Add Moss and Potting Mix
Next, add a layer of sheet moss over the stones and charcoal to keep the next layer, the potting soil, from mixing in. The moss also adds visual interest to your terrarium.
With a large spoon or small trowel, add slightly damp, sterile potting soil on top of the moss. Do not use a potting soil mix with fertilizer already incorporated; terrarium plants don't need the extra fertilizer.
Add as much potting mix as you can—at least a couple of inches. Make sure to keep the soil level low enough so that the plants will fit inside the container with room to grow but without touching the top of a closed terrarium.
Prepare the Plants
Before planting, decide on the design of your terrarium. Choose the spots where you'll place tall and short plants and where you'll create mounds and dips in the soil to create interesting contours.

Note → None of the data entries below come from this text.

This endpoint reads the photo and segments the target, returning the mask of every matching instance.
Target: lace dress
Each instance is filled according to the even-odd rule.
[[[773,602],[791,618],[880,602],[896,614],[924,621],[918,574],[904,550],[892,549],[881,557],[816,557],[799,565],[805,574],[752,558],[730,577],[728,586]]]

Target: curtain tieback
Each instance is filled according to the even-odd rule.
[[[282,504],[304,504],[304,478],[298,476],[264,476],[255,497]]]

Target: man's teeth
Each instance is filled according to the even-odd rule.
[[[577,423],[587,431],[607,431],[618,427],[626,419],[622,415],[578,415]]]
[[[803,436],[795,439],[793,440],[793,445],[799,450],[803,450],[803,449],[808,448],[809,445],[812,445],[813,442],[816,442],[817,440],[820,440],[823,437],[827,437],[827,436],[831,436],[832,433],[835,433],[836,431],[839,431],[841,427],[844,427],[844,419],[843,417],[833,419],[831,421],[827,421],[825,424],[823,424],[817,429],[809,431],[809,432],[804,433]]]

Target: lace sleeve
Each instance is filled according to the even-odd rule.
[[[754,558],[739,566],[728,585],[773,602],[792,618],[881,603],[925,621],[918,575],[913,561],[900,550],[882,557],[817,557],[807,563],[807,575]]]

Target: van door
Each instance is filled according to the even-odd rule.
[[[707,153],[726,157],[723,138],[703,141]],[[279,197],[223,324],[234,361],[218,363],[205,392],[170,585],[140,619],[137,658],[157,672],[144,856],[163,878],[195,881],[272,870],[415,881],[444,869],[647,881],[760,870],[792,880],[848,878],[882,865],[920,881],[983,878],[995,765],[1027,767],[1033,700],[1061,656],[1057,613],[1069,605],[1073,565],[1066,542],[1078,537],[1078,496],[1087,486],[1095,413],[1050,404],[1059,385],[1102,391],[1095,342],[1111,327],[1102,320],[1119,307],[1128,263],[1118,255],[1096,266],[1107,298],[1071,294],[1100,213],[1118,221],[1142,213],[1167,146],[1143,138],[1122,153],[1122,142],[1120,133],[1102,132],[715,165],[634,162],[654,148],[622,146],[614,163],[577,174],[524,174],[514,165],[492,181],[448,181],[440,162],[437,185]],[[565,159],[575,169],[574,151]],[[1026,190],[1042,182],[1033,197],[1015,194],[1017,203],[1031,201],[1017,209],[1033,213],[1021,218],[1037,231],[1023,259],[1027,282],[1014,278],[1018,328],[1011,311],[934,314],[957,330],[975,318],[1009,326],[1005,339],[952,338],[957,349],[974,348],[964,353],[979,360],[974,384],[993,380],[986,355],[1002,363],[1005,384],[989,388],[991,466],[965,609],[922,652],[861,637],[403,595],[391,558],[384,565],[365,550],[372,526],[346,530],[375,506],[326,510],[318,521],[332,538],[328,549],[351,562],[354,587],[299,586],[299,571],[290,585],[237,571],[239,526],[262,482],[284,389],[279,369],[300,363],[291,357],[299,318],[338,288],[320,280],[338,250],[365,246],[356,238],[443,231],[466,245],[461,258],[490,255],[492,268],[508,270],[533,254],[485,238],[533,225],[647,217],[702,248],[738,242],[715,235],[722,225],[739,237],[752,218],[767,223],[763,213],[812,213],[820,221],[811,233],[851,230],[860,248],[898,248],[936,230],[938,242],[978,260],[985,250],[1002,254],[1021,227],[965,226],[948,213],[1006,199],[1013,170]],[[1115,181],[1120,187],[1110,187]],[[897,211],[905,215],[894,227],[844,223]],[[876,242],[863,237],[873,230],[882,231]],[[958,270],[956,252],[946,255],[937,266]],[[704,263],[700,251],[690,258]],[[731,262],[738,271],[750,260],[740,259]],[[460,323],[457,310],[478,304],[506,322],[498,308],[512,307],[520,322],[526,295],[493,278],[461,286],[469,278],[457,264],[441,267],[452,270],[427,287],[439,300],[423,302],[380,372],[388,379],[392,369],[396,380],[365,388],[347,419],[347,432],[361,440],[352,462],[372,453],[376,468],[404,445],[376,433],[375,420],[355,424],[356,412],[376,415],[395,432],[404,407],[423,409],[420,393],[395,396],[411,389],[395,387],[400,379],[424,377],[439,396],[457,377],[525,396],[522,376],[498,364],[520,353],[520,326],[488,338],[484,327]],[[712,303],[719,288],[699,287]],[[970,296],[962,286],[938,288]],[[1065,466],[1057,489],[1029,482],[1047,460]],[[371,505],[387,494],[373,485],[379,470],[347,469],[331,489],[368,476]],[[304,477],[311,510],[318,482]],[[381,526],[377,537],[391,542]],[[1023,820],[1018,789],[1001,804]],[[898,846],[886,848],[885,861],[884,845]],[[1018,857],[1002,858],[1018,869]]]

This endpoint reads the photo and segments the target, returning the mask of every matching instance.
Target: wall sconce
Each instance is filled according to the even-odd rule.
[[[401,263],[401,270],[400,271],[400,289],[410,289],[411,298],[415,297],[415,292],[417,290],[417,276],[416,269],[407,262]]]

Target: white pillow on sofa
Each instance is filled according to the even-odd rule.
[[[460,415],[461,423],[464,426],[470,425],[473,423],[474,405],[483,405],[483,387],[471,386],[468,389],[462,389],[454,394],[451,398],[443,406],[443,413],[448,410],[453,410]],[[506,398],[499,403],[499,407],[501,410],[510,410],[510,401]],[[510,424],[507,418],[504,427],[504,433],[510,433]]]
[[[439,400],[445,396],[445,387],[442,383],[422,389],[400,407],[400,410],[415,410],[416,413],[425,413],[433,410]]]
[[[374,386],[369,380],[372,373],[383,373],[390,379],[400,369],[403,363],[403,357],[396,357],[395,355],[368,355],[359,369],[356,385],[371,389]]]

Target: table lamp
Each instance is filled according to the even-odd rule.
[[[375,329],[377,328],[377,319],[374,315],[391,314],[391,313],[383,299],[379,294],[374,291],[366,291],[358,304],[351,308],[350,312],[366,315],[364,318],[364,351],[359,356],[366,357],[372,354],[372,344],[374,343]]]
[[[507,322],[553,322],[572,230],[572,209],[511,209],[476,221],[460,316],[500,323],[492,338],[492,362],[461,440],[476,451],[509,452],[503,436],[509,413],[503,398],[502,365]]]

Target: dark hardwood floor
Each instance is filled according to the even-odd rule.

Remove the plants from their nursery pots. If a plant is rootbound, tease the roots apart or use a pair of small garden ships to trim off some of the longer roots. Removing some roots, called root pruning, will retard a plant’s growth, which is essential when growing plants in the confines of a terrarium. Also, trim off any yellowed or damaged leaves.
Shake off any excess soil left on the plants. Use a long spoon or your fingers to dig a planting hole for each plant. Place each plant in its hole and gently pat the soil down to eliminate air pockets and secure each plant firmly in the potting medium.
If the terrarium has a narrow opening, use chopsticks, tongs, or long tweezers to place the plants into the terrarium and pat them in. A tip from Tovah Martin's book, "The New Terrarium": Put a cork on the end of a skewer or chopstick to tamp down the soil.
If you'd like, decorate the inside of the terrarium with small figurines, shells, decorative stones, or other whimsical accents spaced among the plants.
Water the Terrarium
Use a spray bottle or small watering can with a rose attachment on its spout to water the plants so they are just damp, but not soaking wet. Use the spray bottle to clean off any dirt clinging to the glass sides of your container, which you can then wipe clean with newspaper or a paper towel.
Never use glass cleaner on the inside of a planted terrarium because it can harm the plants.
Maintain the Plants
Most terrariums will do best in a location that receives plenty of filtered light, but not in harsh direct sunlight, where the terrarium can get hot enough to bake the plants inside. Slightly shaded south-facing windows can be ideal. If you don't have enough natural filtered sunlight—such as if your house is surrounded by shade trees—artificial grow lights will help your plants thrive. LED or fluorescent artificial lighting generally doesn't produce much heat, so your plants can get as much light as they will need to thrive.
It's easy to maintain a terrarium. Perform these three tasks every few weeks:
- Feel the soil to see if it's dry and needs water. Partially and fully enclosed terrariums retain water considerably longer than most potted houseplants.
- Inspect a closed terrarium for condensation. Take off the top at least once a month to increase airflow. Leave the top off until the condensation. disappears. Also, take off the terrarium top if you added too much water.
- Remove yellowing or damaged leaves and prune plants to a smaller size if they're growing too large for the container.
Never fertilize the plants in a terrarium. Terrariums provide their own nutrients through the natural decay of the potting mix.